夢心地で肉を味わいやがって。こちとら失恋より虚しい気分を味わったんだぞ。
「お前も先生も知っていたんだな。日暮のことを」
「イエスです」
「なら俺にも伝えておけよ馬鹿」
「忘れていました。てへー」
出ました無表情での首コテン。全然可愛くない。
と言いたいところだが、肉を食した余韻のおかげで少し可愛かった。だからといって許すつもりはありませんが。

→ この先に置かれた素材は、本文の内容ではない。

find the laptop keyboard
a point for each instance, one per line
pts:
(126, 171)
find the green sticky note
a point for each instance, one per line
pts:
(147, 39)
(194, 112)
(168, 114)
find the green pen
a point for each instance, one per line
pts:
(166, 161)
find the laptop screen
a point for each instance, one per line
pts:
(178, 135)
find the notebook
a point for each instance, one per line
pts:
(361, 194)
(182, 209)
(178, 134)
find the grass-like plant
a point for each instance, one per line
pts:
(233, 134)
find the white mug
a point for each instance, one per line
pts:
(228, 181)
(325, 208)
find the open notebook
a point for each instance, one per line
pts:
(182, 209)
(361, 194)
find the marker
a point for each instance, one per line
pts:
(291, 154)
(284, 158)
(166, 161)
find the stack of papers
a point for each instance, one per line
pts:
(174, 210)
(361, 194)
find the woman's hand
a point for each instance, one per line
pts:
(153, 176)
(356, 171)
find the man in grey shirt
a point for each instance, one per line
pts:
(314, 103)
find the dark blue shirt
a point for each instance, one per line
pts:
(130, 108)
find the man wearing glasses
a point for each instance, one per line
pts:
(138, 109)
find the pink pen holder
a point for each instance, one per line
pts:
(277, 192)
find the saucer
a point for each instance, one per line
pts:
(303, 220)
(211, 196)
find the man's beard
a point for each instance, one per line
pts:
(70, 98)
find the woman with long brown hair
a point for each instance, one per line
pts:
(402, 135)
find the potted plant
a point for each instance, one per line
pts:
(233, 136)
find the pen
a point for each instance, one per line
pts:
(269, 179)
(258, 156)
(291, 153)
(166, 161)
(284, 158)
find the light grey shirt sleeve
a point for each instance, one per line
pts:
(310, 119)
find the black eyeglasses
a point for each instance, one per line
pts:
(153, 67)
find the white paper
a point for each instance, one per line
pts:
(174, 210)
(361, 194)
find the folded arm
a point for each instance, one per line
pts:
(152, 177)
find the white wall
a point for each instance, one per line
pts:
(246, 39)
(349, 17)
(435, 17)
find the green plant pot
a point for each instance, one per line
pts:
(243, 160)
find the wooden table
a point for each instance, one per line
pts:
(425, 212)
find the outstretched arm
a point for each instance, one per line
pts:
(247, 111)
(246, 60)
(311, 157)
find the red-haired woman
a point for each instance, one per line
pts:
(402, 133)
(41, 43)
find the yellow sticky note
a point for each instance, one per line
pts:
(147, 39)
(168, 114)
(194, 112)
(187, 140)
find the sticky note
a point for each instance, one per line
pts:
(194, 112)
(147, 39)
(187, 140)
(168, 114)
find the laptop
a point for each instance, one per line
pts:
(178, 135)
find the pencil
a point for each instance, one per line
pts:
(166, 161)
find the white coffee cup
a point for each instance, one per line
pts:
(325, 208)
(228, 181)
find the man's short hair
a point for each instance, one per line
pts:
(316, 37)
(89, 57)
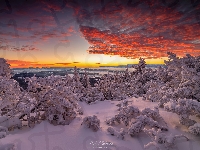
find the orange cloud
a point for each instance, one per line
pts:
(146, 30)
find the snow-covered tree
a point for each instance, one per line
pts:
(92, 122)
(160, 138)
(184, 108)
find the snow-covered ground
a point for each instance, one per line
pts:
(45, 136)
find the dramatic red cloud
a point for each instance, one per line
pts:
(27, 64)
(64, 64)
(149, 30)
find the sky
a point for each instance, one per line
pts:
(93, 33)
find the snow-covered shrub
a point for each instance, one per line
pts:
(54, 97)
(184, 108)
(154, 114)
(10, 94)
(12, 123)
(120, 134)
(195, 129)
(159, 138)
(4, 68)
(3, 129)
(9, 146)
(124, 115)
(179, 79)
(92, 122)
(3, 135)
(139, 124)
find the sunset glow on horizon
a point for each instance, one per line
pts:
(70, 33)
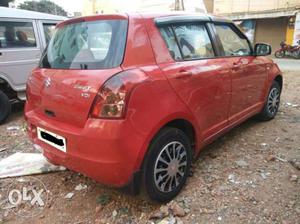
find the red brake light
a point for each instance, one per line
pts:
(113, 96)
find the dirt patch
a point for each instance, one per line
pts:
(251, 175)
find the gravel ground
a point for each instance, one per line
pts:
(251, 175)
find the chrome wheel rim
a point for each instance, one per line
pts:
(273, 101)
(170, 167)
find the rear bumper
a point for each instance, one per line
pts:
(108, 151)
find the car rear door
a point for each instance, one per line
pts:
(20, 50)
(200, 79)
(249, 74)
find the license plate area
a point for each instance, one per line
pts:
(52, 139)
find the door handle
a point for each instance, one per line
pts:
(183, 74)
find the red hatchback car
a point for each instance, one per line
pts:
(131, 99)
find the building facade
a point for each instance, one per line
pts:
(271, 21)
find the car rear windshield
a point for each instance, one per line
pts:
(86, 45)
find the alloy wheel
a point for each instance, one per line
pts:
(170, 167)
(273, 101)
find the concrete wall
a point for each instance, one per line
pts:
(238, 6)
(271, 31)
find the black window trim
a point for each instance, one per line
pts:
(185, 22)
(237, 31)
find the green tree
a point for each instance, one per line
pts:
(5, 2)
(43, 6)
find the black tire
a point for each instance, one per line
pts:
(269, 111)
(5, 107)
(157, 149)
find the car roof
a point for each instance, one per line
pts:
(26, 14)
(174, 17)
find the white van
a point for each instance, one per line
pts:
(23, 37)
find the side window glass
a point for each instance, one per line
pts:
(233, 44)
(49, 29)
(171, 43)
(16, 34)
(194, 41)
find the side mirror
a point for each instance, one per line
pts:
(261, 49)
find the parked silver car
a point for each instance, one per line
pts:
(23, 37)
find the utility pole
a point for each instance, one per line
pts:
(94, 6)
(179, 5)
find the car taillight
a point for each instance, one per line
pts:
(113, 96)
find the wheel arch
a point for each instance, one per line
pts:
(181, 122)
(279, 79)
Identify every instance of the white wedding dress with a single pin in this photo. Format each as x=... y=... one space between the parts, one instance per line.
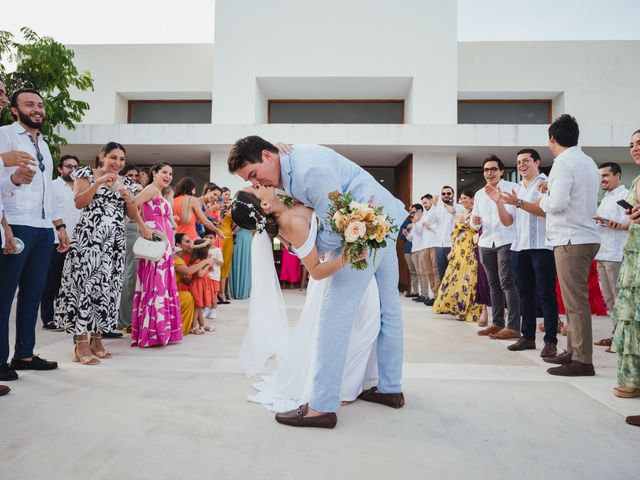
x=291 y=385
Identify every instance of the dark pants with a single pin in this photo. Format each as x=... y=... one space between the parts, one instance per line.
x=497 y=265
x=54 y=278
x=442 y=260
x=26 y=272
x=536 y=271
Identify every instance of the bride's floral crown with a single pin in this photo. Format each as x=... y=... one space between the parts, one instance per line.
x=261 y=220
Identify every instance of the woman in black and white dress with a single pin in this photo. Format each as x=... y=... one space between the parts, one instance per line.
x=92 y=275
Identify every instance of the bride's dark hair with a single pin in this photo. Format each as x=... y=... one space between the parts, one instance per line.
x=247 y=213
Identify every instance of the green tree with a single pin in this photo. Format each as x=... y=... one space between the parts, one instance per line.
x=46 y=65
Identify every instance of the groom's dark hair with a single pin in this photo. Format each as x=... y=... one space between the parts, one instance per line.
x=248 y=150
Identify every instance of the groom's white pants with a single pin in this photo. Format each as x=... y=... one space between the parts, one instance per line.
x=342 y=297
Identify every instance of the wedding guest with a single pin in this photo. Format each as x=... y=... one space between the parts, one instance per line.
x=228 y=227
x=532 y=258
x=570 y=204
x=188 y=209
x=458 y=293
x=495 y=252
x=626 y=310
x=30 y=215
x=130 y=262
x=62 y=188
x=444 y=221
x=156 y=316
x=406 y=249
x=93 y=270
x=614 y=225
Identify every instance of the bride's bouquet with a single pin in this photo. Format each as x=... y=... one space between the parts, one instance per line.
x=360 y=226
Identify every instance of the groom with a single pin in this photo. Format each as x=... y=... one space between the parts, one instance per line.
x=308 y=174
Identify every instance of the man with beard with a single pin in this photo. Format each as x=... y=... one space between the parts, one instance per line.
x=62 y=188
x=32 y=217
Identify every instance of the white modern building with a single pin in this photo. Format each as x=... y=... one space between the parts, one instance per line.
x=385 y=83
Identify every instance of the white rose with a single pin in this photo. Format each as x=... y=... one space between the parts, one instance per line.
x=354 y=231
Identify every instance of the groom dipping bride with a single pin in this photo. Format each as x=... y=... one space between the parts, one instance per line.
x=308 y=173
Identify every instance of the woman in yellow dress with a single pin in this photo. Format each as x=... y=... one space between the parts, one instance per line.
x=227 y=228
x=457 y=293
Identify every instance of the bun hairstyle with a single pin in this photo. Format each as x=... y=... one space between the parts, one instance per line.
x=155 y=169
x=247 y=213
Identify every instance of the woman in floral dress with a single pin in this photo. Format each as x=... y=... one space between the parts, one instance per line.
x=156 y=316
x=93 y=270
x=458 y=289
x=626 y=311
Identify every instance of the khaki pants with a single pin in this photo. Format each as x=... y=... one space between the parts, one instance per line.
x=413 y=274
x=608 y=276
x=421 y=272
x=572 y=264
x=431 y=266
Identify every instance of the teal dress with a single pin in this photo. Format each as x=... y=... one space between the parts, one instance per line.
x=241 y=265
x=626 y=311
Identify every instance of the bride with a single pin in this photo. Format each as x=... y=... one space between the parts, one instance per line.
x=259 y=208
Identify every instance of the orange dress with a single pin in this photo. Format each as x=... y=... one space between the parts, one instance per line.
x=202 y=289
x=188 y=228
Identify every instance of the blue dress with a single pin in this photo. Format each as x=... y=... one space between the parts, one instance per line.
x=241 y=264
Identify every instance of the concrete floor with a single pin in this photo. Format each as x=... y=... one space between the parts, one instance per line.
x=474 y=410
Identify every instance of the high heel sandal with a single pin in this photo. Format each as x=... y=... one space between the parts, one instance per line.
x=100 y=353
x=85 y=359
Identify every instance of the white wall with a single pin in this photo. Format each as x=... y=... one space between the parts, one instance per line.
x=599 y=79
x=431 y=172
x=282 y=39
x=142 y=72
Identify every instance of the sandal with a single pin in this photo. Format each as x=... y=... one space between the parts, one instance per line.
x=100 y=353
x=86 y=359
x=626 y=392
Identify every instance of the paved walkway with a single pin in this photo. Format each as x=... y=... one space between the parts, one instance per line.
x=474 y=410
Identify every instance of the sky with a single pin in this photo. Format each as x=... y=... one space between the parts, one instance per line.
x=191 y=21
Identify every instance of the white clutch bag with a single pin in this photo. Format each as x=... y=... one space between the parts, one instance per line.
x=151 y=250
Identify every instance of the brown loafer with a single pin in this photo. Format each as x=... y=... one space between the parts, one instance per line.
x=561 y=359
x=505 y=334
x=573 y=369
x=522 y=344
x=296 y=418
x=489 y=330
x=549 y=350
x=633 y=420
x=393 y=400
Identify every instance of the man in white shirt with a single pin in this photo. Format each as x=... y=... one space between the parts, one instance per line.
x=31 y=216
x=495 y=252
x=531 y=257
x=614 y=224
x=570 y=204
x=62 y=188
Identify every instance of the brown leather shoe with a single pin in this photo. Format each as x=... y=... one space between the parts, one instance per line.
x=296 y=418
x=562 y=359
x=573 y=369
x=393 y=400
x=489 y=330
x=522 y=344
x=633 y=420
x=549 y=350
x=505 y=334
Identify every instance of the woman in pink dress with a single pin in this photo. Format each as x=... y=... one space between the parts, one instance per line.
x=156 y=318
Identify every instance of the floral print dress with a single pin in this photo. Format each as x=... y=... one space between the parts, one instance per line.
x=91 y=284
x=457 y=293
x=626 y=311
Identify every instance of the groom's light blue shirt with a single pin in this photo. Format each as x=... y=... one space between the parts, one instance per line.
x=311 y=172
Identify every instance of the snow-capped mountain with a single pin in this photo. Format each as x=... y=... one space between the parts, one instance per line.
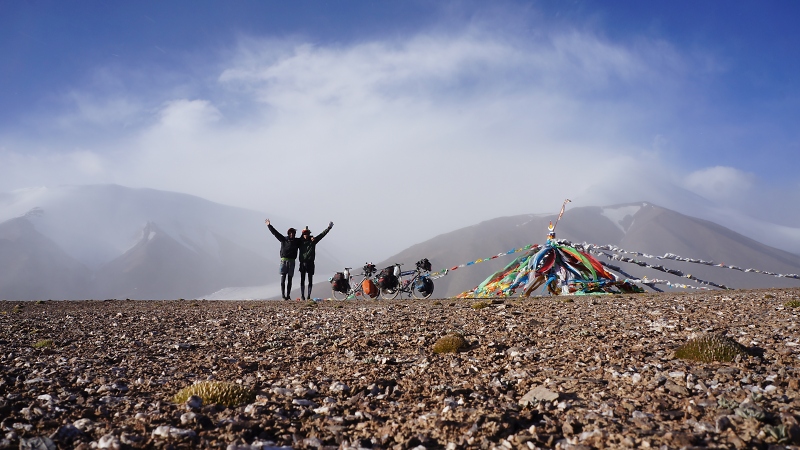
x=641 y=227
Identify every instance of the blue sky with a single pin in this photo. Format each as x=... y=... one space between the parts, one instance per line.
x=483 y=109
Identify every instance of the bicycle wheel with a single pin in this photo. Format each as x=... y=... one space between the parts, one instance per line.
x=419 y=295
x=389 y=294
x=339 y=295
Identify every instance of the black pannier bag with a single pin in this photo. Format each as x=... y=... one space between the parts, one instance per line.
x=339 y=282
x=424 y=264
x=424 y=285
x=386 y=279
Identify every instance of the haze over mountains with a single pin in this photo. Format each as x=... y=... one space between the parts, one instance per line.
x=108 y=241
x=641 y=227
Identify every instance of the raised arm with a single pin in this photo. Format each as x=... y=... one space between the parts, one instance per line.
x=319 y=237
x=272 y=229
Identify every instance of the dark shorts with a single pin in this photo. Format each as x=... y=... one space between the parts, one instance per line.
x=287 y=267
x=307 y=267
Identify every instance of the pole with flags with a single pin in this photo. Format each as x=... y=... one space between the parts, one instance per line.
x=563 y=206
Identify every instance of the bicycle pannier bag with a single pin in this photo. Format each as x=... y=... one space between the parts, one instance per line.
x=339 y=282
x=387 y=279
x=424 y=286
x=424 y=264
x=369 y=288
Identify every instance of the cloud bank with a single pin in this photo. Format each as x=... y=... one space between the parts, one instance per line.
x=398 y=139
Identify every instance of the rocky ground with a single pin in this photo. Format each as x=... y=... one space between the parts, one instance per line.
x=545 y=372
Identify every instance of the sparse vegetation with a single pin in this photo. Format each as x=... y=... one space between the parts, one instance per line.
x=216 y=392
x=43 y=343
x=450 y=343
x=711 y=347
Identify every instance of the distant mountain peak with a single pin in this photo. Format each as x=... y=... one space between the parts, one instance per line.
x=622 y=216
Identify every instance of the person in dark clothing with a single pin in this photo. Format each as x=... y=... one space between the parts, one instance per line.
x=308 y=244
x=289 y=247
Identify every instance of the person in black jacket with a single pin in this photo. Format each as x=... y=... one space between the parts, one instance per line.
x=289 y=247
x=308 y=244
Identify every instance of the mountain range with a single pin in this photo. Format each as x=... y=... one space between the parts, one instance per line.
x=108 y=241
x=641 y=227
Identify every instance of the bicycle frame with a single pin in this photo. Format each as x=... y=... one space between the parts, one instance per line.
x=407 y=282
x=356 y=289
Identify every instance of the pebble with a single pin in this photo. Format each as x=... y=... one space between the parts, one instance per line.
x=360 y=374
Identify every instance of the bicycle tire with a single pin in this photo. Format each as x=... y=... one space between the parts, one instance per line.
x=389 y=294
x=419 y=295
x=339 y=295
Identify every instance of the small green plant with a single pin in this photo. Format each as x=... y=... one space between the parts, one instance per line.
x=481 y=304
x=43 y=343
x=725 y=403
x=711 y=347
x=216 y=392
x=450 y=343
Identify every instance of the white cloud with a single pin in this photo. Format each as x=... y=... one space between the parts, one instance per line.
x=397 y=140
x=720 y=183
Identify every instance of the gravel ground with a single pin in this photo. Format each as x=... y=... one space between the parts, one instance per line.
x=545 y=372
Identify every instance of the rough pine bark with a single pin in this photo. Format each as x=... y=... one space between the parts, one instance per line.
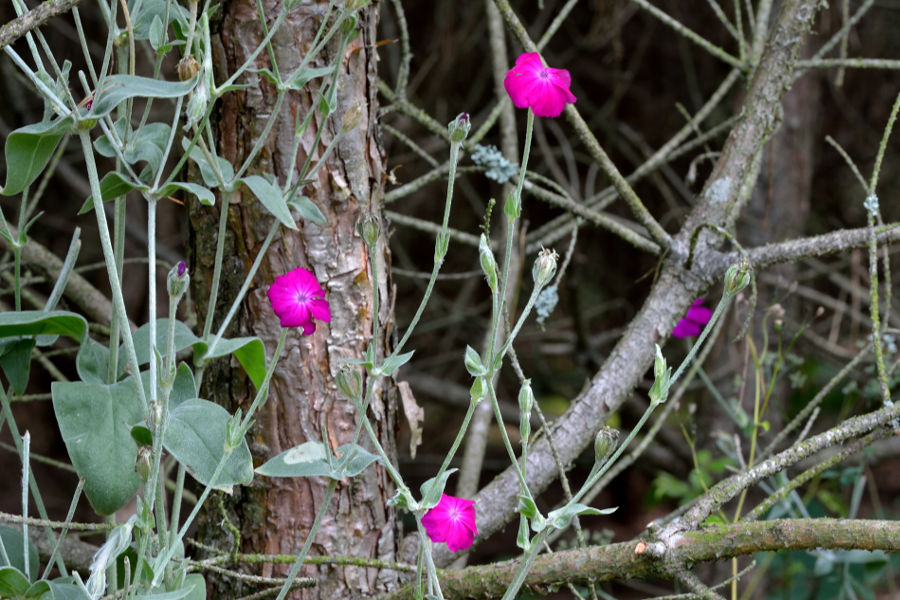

「ざけんな。昨日、俺が日暮に対してどれだけ気を遣ったと思っている」
「無駄な苦労でしたね」
「あら喧嘩を販売しておりますの?」
「もし真実を告げたとして、あなたは信じます? 日暮香織がクソ女だと信じましたか?」
「……」
飲み干したコップを呷り、視線を天井へ逃がす。
「黙るってことは肯定です」
そんな俺を水浪が撃ち落とした。観覧車での仕返しのつもりかよ……。
「まあ信じなかっただろうけど、せめて日暮が秘密を知る者ってことは報告してくれよ」
「それに関してはすみませんでした。ではついでに、補足します」
ステーキを完食し、ニュートラルの無表情に戻った水浪が「ではついでに」に言った際にメニュー表を手に取り、ハンバーグの写真をペシペシと叩き始めた。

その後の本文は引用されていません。